Live and creativity of Heinrich Wilhelm von Kleist. Kleist's Aesthetic Views. /part 2/
Although closely related to the creative circles of the Romanticians, it is difficult to discover in Kleist's works typical romantic themes and attitudes. Kleist is a dynamically evolving intellect that finds itself often in the captivity of its fantasies, and is overwhelmed by the unimaginable ambition to overcome its loneliness. This German writer is one of the first explorers of the tragic fate of a man who lives at a time when she is not yet as painfully aware of his inevitability. After his profound reading of Kant and Fichte's philosophical treatises, this unique artist, endowed with sophisticated intellectual insight, comes to the conclusion that the essential core of truth is unattainable to human reason, that is, man's perception of the world is irreparably distorted.

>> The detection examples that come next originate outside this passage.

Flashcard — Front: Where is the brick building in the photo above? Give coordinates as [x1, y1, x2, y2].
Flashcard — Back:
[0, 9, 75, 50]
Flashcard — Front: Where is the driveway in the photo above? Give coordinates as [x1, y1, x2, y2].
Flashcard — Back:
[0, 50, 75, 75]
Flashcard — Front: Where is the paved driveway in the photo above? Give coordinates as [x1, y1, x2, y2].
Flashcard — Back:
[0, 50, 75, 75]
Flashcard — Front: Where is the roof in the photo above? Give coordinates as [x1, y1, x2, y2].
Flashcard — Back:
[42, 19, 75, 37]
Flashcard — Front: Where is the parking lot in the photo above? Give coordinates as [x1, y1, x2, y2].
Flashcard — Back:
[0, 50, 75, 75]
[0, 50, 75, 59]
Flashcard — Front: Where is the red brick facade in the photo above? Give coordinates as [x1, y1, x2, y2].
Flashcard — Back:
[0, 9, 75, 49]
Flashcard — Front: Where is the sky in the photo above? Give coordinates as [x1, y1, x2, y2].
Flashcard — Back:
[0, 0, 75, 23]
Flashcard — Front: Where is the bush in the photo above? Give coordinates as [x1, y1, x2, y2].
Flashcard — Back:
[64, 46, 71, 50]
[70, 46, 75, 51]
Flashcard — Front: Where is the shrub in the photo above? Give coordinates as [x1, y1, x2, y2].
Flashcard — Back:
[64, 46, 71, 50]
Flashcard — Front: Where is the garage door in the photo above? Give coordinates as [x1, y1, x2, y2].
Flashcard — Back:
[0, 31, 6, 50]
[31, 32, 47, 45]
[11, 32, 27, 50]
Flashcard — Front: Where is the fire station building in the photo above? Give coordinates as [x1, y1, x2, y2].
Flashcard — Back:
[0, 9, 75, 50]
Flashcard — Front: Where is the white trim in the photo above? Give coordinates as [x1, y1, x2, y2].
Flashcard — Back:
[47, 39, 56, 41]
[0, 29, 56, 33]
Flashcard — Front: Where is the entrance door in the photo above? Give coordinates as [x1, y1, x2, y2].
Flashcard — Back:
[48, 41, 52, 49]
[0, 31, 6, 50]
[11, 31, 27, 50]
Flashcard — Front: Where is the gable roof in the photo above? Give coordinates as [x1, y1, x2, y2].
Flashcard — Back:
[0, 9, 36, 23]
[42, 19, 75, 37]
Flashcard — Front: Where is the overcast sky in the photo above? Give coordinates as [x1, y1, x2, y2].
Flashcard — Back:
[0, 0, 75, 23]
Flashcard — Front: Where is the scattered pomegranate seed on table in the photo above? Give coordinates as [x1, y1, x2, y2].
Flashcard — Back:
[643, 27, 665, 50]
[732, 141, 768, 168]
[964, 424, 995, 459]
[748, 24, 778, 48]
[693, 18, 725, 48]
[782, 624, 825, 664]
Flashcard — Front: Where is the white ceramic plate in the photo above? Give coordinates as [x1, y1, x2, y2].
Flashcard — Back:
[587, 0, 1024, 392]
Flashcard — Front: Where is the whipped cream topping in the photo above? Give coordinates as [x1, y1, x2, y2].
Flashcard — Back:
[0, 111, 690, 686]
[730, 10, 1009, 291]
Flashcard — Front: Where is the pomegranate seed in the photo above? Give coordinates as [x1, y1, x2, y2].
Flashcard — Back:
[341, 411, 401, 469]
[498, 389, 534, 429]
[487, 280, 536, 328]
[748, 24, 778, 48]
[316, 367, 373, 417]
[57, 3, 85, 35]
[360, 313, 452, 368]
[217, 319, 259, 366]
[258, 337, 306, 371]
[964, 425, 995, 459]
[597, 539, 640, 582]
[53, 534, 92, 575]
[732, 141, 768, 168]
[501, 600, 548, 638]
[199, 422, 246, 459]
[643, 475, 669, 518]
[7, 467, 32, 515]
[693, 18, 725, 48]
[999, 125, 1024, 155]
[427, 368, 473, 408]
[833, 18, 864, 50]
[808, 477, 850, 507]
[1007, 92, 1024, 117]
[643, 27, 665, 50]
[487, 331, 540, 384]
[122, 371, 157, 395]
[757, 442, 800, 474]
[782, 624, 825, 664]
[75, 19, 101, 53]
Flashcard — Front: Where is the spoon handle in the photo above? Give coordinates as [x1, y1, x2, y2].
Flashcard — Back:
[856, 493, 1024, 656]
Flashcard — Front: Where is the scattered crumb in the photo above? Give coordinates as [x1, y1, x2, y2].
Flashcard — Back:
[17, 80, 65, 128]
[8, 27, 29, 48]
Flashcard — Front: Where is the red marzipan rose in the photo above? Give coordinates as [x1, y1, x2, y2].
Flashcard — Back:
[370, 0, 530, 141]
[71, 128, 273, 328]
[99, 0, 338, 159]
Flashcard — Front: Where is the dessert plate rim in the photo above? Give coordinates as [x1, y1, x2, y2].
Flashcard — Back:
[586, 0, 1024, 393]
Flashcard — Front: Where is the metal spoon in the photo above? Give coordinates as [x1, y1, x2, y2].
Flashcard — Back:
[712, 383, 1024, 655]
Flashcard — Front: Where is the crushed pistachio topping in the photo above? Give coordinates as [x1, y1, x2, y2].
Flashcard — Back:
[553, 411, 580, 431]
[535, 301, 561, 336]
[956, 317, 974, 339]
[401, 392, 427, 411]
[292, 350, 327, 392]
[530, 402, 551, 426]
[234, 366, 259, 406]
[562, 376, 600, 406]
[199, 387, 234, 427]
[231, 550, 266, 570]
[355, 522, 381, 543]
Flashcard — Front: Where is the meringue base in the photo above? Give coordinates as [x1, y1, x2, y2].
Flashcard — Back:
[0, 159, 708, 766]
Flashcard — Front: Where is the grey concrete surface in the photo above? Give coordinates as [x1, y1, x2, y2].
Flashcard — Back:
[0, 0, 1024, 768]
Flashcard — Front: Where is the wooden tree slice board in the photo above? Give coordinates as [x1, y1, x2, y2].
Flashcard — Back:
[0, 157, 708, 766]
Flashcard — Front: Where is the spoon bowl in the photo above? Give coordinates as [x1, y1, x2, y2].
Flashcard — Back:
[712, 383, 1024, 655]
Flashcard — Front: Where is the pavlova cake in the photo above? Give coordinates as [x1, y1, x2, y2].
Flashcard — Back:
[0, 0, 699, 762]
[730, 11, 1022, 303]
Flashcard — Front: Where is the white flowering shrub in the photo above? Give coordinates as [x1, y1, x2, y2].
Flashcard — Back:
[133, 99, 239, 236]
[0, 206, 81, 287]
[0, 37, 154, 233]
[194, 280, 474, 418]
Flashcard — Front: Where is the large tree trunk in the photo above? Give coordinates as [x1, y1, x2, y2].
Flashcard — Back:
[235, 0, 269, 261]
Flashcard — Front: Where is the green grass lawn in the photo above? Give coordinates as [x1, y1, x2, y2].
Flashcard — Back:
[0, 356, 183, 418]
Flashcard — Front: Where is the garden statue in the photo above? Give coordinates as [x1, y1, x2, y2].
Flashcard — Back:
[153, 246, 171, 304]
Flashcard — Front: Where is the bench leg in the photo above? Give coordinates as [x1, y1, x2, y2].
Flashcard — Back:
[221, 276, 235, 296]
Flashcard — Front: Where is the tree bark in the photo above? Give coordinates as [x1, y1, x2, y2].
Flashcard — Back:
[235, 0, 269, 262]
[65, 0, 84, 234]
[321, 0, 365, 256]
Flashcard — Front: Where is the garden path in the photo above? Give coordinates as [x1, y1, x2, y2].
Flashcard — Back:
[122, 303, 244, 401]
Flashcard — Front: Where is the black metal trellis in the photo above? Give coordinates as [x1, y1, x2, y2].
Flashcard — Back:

This conclusion undermines Kleist's conviction that the blissful call to achieve soulful cheerfulness and happiness through "life in harmony with nature" can restore the inherent human innocence. In a short essay on the puppet theater, written at the end of his life, Kleist carried his bitter reflections into the field of aesthetics. Puppet Dance is much more graceful than dancing to any living actor, as it escapes from the scrutiny of refiection. Likewise, any more treacherous bear can defeat even the most skillful fencer, as the animal acts in full confidence in its instincts. If a young dancer achieves an uncomplicated graceful posture in his exits, he can not reach it again by conscious effort. According to Kleist, grace is a fleeting unintentional achievement without the intervention of consciousness, and is only achievable by consciousness with infinite power - God, or the mechanically activated doll. This questioning of the possibilities of rational logic is the starting theoretical attitude in many of the fragments of the Roman romantics (Friedrich Schlegel and Novalis).
Kleist, in turn, casts doubt on the possibility that a sense that has begun beyond the limits of consciousness can bring confidence in the intimate world of man. This doubt, in fact, arises in him, after the discrediting of his confidence that the truth is rationally achievable. Kleist as a playwright: In the first works of Kleist, a highly acclaimed and undoubtedly representative of the German theater school in the era of Romanticism, we find borrowings from the spectacular poetics of the sentimental "fatal drama. As a playwright, he often discusses on the scene the possibilities of man to gain access to the truth by feeling and language. In his writings, Kleist transforms the unsettled quests of his spirited soul, the bold raids of thought toward the establishment of unconditional truth, the insatiable longing for self-determination, freedom and all-encompassing love, the elevation of the patriotic feeling in the chief decree of life.
He finds himself not so much in the boldness of the fantasy with which he unfolds a livelihood, as in the intertwined and intricate drama of soul peace, the overwhelming conflicts with a hostile world full of delusions and coincidences: in the works of Kleist plots, heroes, the scene changes, at the center of the action are men or women, but under each image lies the dramatic self of the poet, his contradictory inner essence, everywhere he feels an edge to a broken string, because the leads almost always over man the ordinary, in an over-scale emotional sphere of moral effect.